Mimi, the songwriter

Lainey Posted by Lainey at March 8, 2018 15:24:32 March 8, 2018 15:24:32

Mimi covers the new issue of V Magazine. It’s a great shoot. The shoot wardrobe is basically underwear. Which means she’s feeling herself, feeling herself so good, especially since every shot is taken from her extra skinniest angles. 

This interview is making headlines because Mimi talks about winning Grammys and why that isn’t important to her. What’s interesting about this is that, after the last couple of years in particular, the relevance of the Grammys is under scrutiny. But it turns out, Mimi was way ahead of that curve. I didn’t realise it until she mentioned it: Mimi hasn’t been involved in the Grammys proper in 10 years. She’s attended Clive Davis’s pre-Grammy party but Mimi doesn’t go to the Grammys. And it’s not like they wouldn’t want her there. She’s one of the most accomplished artists of our time. She could present. She could perform. She could collaborate-perform. But she hasn’t been a Grammy presence. And now she’s explaining why: 

“In the music business, if you care about the Grammys and submitting your stuff before a certain time frame, you want a single out in the summer, and then you want to have your record [out] before the Grammys [consideration] deadline, which has changed. Frankly, my dear, I don’t give a damn. I mean, I have five Grammys. That’s cute. There’s people that have been doing this half the time that have twice as many [Grammys]. I won two Grammys the first year I started, but after that, [the Grammys] are like, “We don’t go with the people that are selling a lot of records and are popular; we’re gonna go the opposite way.” So I got screwed out of certain years. I wasn’t bitter about it. I was just like, okay, well, I guess I’m not standing here barefoot onstage singing and trying to go a certain way. I’m just me.”
“That’s cute.”


Mimi so f-cking great at pettiness, I wish someone would come up with an award to honour her for this skill. 

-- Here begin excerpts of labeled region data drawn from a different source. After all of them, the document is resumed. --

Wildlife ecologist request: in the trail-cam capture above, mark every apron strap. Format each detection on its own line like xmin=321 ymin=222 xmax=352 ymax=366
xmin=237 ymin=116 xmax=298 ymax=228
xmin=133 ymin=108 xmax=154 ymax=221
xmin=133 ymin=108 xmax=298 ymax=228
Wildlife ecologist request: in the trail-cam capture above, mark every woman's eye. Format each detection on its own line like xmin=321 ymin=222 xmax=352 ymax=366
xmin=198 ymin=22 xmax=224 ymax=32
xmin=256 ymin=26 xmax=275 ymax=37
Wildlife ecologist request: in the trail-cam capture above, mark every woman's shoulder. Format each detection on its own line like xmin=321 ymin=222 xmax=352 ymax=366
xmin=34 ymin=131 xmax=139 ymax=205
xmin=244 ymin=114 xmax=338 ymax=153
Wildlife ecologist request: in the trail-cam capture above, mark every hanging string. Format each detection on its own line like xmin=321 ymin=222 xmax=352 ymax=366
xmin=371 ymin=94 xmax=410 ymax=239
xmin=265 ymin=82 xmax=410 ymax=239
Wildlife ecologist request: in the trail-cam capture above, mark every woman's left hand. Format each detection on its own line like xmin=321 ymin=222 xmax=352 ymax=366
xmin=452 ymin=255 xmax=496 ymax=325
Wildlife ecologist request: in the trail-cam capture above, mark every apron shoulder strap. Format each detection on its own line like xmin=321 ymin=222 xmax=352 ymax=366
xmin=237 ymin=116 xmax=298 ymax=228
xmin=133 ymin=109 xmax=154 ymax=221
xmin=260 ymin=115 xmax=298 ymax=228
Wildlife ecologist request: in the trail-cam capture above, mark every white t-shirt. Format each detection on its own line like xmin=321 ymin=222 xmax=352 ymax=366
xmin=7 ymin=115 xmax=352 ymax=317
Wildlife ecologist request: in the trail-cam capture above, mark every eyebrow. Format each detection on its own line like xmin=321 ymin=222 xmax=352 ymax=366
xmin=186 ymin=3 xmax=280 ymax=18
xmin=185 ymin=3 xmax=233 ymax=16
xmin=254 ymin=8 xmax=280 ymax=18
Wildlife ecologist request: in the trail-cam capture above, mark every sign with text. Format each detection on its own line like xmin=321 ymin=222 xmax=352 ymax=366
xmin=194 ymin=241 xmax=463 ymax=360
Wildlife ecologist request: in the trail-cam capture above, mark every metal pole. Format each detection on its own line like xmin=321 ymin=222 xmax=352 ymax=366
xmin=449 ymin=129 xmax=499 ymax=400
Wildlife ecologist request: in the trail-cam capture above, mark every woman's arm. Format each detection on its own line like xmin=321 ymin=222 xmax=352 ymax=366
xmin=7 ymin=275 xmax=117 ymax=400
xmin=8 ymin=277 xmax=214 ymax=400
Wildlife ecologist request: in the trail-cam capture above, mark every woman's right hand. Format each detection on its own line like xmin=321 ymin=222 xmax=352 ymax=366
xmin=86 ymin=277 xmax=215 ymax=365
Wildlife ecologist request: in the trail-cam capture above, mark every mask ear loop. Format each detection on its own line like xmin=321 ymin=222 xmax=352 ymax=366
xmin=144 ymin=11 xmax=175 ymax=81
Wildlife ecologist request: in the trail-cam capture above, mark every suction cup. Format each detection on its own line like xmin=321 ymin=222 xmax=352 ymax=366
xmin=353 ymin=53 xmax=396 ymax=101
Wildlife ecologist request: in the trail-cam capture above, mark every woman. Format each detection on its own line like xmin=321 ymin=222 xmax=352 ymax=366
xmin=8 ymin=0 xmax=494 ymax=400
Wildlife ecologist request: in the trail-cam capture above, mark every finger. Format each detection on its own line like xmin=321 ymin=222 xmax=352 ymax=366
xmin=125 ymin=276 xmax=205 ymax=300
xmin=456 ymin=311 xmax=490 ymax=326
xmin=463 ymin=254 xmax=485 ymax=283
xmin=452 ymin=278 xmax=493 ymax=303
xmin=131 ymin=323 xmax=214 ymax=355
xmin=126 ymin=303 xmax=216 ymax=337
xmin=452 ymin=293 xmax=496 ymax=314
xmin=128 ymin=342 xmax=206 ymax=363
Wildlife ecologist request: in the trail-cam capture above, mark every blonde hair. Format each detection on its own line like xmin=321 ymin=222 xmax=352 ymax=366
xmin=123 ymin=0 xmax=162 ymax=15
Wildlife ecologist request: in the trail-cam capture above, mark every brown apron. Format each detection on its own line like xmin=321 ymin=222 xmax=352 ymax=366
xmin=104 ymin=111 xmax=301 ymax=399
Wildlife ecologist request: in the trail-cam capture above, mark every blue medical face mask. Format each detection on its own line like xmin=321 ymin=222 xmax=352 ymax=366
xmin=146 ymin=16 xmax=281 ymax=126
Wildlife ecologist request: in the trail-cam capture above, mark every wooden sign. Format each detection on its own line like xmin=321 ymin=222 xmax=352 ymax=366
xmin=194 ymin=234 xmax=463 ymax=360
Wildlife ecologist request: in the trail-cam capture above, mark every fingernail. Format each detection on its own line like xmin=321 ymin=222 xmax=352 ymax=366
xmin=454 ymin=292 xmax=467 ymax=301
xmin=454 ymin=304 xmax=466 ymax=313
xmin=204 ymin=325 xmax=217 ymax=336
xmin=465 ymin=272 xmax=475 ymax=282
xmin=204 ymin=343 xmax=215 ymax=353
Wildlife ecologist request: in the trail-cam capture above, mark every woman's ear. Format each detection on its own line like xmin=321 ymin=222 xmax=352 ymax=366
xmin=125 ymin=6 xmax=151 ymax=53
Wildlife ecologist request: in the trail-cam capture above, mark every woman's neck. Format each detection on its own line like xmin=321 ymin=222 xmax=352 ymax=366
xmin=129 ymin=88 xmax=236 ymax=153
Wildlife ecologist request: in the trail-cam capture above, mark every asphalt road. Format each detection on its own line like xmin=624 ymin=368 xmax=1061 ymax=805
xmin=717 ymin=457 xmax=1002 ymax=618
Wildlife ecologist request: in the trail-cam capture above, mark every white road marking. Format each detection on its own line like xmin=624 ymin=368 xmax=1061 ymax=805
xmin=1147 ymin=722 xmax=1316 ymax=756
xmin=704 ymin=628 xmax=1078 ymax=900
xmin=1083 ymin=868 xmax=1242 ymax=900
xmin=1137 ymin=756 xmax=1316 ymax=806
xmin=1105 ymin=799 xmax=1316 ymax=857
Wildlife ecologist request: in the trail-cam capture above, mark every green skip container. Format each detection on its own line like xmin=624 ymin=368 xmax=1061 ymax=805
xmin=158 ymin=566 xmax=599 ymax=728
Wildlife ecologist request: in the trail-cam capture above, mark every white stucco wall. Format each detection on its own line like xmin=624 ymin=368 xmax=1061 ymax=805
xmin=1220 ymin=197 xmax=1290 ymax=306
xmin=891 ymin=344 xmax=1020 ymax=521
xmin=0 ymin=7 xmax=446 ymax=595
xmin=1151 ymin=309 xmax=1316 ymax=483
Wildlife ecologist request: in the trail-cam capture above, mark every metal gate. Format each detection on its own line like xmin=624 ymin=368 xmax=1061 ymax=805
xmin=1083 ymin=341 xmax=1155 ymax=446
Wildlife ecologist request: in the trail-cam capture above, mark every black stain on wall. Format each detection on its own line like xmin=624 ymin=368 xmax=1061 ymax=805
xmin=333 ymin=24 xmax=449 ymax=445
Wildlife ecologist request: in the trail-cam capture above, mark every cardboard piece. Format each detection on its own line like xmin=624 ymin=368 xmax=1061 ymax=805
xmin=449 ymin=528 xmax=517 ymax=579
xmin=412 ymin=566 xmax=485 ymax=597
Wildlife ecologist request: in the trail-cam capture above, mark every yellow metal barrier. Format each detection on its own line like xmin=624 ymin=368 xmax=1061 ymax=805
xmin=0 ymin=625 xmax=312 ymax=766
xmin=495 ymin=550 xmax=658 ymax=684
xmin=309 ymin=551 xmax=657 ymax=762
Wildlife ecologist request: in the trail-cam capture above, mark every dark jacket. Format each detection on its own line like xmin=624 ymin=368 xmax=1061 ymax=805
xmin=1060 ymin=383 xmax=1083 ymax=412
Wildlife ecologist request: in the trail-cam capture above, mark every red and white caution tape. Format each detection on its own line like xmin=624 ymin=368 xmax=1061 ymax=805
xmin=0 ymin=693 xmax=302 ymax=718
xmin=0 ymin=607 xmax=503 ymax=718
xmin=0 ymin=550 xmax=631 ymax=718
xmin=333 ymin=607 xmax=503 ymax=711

As Mimi reminds us though, she doesn’t get enough credit in other areas too. She insists that she’s a songwriter first, and then a singer. And she’s right about not being adequately acknowledged for her songwriting abilities. She wrote the most popular modern Christmas song, the song that you can’t escape between November and January. She holds the record for #1s with 18, the most of any solo artist – and she wrote 17 of those songs. And, as she notes in this interview, with those #1s, she changed what pop music sounds like and who gets to participate: 

“I remember writing “Fantasy,” then watching it evolve, and being able to sneak Ol’ Dirty Bastard onto the song [laughs]. Now, still hearing it and having people walking down the street going, [deep voice] “Me and Mariah,” saying ODB’s raps for me...Now, everybody’s like, “Oh, it’s so innovative, a pop artist working with rappers!” I’m like, are you serious? Do you know how much shit I had to go through just to be able to work with anyone in hip-hop? It wasn’t done because I thought it was cool. Yes, I thought it was cool in the sense of enjoying myself, but it wasn’t like I was trying to be something I wasn’t. Now, every genre is mixed together. Back then, the rap category had just started.”

Mimi is a trailblazer, a big f-cking deal. So if she wants to do interviews in lingerie, what’s the f-cking problem? Mimi brings up her lingerie – and her hair and makeup – a LOT. She thinks that’s why people don’t take her seriously. Here’s what she says when she’s asked what she wants people to know about her songwriting: 

“It’s something that I think a lot of people don’t give women enough credit for, unless they are known visually as someone strumming a guitar, or they’re behind a piano most of the time. I also have that diva thing attached to me; I mean, I’m sitting here doing an interview in lingerie. But I was just like, you’re totally gonna understand that this is what I’m gonna wear! Why should I wear something uncomfortable? This is what I like.”

You can write hit songs in a negligee, OK? Got it. 

This is why some of Mimi’s answers are so amazing. Because the journalist is there asking questions about her work process, and suddenly we’re talking about outfits. What she’s trying to say about her outfits though, her style, is that it’s part of her presentation as a legend, part of her standard, the Mimi standard, but also a standard of music, a measurement of consistently high quality. She is declaring then that she is a constant of excellence. And image is one way of conveying that message. Mimi’s hair will always be a certain way, her clothes, when she wears them, will also be a certain fit. For her, it’ll always be glitter and dazzle and sparkle and sequins and gowns and hair, hair, hair, and lashes, lashes, lashes. When you see all that, you’re supposed to remember that all of that represents an icon of music. 

Why would you ever want her to change?